On Chrysler's online strategy: "The objective is to make interactive the centerpiece of the marketing strategy so that consumers can be spoken to individually. Our strategy looking forward is that all media is going to become two-way."

On revamping the upfront: "The process would start with what would amount to an enormous IPO: the sale of all these spots to the market. After all the shares have been parceled out, they would be traded between advertisers and networks. Is this a radical change? Yes. Does it acknowledge that we have computers in the 21st century? Yes. Does it fly in the face of those who say `It has worked for decades, why change now?' Yes. But if it is working so well, why is it that the buyers are the ones complaining?"

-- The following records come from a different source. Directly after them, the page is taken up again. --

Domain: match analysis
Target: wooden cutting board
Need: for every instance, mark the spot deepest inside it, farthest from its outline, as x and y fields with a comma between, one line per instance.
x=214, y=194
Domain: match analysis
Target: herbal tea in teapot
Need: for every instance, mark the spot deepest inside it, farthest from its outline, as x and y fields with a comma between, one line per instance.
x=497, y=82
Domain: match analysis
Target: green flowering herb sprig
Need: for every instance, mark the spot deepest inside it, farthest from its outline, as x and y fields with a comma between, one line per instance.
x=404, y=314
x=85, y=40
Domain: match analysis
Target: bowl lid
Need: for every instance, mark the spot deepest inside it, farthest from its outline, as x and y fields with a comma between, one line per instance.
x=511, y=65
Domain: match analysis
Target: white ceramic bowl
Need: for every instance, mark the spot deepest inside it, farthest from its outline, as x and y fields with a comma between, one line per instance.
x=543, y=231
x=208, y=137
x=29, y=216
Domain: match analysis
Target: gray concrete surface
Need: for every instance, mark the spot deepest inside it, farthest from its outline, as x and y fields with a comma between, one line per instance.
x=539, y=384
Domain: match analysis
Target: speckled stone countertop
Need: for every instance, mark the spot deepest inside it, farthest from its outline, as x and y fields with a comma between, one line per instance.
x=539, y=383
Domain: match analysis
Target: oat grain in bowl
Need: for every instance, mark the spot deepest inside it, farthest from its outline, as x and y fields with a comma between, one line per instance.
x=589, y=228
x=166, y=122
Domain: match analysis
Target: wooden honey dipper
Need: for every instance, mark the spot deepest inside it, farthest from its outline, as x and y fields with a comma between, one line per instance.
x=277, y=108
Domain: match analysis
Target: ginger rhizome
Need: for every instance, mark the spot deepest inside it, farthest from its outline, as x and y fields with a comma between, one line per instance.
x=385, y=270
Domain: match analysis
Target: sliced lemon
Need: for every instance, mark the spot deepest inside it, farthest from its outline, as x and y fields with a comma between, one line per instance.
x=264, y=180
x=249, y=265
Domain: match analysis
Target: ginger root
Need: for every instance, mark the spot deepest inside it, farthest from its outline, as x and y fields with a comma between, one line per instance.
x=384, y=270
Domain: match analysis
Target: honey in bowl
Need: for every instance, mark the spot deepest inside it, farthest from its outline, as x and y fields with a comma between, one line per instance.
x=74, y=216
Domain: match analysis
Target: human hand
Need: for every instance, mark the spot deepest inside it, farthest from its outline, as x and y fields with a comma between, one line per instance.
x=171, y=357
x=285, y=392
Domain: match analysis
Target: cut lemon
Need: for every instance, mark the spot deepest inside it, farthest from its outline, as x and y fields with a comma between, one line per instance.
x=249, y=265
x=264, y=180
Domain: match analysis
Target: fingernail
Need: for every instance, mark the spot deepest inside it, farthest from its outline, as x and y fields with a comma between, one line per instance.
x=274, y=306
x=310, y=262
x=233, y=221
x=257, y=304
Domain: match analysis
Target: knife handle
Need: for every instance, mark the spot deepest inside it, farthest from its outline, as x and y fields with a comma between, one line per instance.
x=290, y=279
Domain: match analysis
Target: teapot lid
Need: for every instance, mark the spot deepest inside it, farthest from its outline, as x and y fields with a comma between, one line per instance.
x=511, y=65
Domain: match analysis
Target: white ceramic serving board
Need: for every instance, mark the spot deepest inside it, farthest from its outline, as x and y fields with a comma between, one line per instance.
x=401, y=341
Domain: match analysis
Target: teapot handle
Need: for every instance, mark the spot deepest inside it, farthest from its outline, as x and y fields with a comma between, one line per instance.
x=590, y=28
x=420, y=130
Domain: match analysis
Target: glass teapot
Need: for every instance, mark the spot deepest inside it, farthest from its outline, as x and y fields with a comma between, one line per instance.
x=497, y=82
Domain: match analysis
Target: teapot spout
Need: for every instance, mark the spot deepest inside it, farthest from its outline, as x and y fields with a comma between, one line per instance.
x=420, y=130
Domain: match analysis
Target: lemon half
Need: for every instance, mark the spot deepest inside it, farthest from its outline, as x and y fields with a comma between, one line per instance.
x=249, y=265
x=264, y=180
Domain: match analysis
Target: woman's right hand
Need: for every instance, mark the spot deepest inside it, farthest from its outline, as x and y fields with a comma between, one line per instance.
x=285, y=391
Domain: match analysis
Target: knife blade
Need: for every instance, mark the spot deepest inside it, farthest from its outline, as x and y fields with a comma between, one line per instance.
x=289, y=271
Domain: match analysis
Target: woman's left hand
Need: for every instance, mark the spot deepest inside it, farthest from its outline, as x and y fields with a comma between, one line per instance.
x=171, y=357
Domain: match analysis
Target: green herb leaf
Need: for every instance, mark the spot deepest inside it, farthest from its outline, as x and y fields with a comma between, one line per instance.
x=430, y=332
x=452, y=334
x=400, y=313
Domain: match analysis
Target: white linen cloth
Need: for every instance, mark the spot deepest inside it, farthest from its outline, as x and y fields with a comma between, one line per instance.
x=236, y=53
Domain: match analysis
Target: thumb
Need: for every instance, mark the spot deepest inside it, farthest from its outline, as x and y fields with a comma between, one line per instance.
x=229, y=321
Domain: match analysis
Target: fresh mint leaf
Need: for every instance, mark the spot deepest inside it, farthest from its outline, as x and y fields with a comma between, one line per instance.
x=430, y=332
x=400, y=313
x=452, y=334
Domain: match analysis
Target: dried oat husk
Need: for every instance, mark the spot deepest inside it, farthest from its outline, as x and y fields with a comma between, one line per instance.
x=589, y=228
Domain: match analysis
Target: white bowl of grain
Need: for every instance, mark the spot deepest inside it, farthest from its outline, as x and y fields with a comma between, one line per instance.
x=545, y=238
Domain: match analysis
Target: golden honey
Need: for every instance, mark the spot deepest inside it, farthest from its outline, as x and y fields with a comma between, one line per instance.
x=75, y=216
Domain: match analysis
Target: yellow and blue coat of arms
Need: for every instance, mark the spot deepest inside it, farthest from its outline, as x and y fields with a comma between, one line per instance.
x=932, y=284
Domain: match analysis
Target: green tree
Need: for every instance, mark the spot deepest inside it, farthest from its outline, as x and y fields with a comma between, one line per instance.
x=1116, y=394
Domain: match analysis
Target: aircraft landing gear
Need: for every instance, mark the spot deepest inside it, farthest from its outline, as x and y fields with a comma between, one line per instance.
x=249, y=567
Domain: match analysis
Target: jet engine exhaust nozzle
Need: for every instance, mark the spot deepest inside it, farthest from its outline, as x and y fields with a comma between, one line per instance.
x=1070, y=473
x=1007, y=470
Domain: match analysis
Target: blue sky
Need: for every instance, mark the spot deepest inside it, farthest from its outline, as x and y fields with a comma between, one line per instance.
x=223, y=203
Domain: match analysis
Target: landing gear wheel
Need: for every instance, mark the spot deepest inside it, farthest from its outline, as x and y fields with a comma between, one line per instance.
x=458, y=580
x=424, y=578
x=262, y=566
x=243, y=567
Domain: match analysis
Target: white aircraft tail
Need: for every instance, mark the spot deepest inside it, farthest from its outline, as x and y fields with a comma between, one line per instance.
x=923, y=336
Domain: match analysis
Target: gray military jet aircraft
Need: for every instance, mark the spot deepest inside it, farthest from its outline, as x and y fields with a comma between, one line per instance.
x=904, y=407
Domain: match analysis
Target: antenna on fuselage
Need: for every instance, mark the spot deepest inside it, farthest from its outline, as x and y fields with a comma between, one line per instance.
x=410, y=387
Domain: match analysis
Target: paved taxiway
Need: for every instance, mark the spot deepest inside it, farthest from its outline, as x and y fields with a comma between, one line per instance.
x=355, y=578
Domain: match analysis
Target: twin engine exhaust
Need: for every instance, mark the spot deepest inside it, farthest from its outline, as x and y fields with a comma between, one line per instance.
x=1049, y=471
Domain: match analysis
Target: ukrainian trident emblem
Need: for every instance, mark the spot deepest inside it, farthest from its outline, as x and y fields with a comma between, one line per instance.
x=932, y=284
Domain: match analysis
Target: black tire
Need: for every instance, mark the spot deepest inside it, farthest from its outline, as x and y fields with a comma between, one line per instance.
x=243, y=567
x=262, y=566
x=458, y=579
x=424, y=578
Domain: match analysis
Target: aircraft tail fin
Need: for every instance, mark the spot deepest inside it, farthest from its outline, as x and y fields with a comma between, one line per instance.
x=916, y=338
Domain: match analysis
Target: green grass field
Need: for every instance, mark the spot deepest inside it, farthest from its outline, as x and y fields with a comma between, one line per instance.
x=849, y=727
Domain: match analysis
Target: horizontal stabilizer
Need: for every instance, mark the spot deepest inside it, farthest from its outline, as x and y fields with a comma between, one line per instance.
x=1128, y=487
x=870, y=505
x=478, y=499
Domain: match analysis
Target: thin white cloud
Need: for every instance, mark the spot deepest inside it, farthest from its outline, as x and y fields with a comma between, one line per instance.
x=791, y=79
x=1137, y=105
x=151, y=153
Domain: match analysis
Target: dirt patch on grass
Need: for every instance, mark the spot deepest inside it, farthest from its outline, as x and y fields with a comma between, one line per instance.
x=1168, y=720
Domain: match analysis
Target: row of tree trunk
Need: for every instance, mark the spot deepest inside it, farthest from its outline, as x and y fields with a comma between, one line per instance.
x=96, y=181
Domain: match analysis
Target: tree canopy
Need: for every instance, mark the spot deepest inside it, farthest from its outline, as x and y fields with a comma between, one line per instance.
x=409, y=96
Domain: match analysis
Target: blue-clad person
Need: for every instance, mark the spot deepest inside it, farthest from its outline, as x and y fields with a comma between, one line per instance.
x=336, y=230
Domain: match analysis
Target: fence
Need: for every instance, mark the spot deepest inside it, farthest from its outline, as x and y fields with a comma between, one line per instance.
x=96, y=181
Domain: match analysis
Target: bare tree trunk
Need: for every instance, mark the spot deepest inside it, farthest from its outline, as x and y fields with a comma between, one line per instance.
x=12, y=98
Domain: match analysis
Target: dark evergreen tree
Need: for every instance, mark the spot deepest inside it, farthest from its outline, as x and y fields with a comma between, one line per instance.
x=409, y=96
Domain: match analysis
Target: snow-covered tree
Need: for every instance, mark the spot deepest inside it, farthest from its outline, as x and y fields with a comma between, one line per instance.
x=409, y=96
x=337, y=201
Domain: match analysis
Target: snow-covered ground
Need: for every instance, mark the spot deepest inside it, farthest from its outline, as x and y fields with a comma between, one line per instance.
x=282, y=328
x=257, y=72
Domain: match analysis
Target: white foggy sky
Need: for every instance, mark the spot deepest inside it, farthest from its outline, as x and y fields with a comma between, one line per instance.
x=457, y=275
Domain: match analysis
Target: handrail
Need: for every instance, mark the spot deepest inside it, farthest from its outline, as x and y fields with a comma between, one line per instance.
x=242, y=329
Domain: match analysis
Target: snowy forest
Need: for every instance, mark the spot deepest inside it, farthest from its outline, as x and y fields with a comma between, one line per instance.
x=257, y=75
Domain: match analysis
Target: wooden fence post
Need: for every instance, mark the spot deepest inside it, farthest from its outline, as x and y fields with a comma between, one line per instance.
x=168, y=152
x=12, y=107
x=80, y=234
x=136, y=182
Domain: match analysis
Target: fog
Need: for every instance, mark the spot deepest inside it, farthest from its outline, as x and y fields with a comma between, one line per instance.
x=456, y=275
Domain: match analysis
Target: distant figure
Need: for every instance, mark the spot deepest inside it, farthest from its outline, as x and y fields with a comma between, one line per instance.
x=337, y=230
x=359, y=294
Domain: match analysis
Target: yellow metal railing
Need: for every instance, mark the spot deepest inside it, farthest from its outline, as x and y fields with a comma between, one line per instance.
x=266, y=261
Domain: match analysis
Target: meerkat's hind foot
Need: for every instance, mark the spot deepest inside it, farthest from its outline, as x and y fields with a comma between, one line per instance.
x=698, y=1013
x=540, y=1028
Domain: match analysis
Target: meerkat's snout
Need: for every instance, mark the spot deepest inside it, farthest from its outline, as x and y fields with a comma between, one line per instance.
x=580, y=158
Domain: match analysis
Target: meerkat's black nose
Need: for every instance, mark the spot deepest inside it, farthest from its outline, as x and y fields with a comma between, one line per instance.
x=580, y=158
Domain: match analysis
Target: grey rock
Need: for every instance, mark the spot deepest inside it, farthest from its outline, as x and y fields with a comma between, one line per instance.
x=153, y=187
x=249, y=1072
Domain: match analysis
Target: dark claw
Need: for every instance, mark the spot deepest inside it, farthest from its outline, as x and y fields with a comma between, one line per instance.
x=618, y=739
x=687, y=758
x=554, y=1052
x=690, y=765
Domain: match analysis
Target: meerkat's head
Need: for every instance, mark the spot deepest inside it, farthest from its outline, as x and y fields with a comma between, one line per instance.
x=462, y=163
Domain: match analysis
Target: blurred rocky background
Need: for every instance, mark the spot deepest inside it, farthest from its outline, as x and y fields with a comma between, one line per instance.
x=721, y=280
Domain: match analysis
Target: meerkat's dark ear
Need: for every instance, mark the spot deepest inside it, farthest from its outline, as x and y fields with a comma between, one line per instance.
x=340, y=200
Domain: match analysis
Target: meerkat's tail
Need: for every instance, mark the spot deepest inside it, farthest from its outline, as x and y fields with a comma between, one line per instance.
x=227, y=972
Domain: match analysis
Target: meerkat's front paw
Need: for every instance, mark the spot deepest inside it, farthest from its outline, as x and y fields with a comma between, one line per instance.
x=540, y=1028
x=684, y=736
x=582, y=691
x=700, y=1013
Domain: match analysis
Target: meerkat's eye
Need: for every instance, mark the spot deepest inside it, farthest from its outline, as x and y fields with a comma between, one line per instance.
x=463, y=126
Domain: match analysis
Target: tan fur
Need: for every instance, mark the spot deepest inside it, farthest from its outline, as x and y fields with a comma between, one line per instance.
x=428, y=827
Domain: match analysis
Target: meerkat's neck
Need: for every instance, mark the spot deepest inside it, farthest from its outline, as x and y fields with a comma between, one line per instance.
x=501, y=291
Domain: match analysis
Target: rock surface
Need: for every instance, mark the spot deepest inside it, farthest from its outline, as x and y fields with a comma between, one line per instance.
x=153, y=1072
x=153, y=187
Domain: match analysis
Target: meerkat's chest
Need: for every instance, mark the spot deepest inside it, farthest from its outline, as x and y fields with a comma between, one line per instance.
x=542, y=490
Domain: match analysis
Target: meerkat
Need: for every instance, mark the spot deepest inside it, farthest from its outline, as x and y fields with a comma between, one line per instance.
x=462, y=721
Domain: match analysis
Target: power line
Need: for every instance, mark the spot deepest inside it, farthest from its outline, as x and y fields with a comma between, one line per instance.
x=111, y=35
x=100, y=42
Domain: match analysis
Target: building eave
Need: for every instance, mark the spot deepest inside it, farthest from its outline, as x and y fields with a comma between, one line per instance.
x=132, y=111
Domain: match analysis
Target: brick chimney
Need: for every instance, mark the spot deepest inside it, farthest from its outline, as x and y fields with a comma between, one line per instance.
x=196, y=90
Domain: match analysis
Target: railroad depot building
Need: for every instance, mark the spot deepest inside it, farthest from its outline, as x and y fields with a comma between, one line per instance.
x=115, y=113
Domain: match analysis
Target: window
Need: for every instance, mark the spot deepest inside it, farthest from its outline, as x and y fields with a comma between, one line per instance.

On the Lingerie Bowl (to Automotive News): "We did all the right things in terms of analyzing it. It wasn't mainstream, it was pay-per-view. It was inexpensive and a guerrilla-marketing attack around the Super Bowl. We were exclusive. So if you look at it from a quantitative standpoint, it seemed to have minimized the risks and maximized the potential. What separates a good marketer from a great marketer is we can sometimes miss that level of intuition and creative sense. When I first heard the idea, I remember thinking `Wow that could be big.' But there was this sixth sense tingling. I was able to be convinced as I asked all the important questions that it seemed like we were doing all the right things."

On the Durango spot set in a urinal where men discuss extra inches (for the truck bed): "It has received a lot of attention. It is done very tastefully."

On Dodge creative that uses a single commercial to hammer home a single vehicle feature: "TV is not meant for that. If I can get you to look at our spot on TV and it can make you smile and feel good about our brand, I've done my job on television."

On dealers' negative reaction to Aerosmith's Dodge Ram launch TV spots because it didn't highlight its "why-buy" features: "Any time you come out with something pretty edgy and in-your-face, a lot of dealers question it. Our dealers are not the people we're targeting."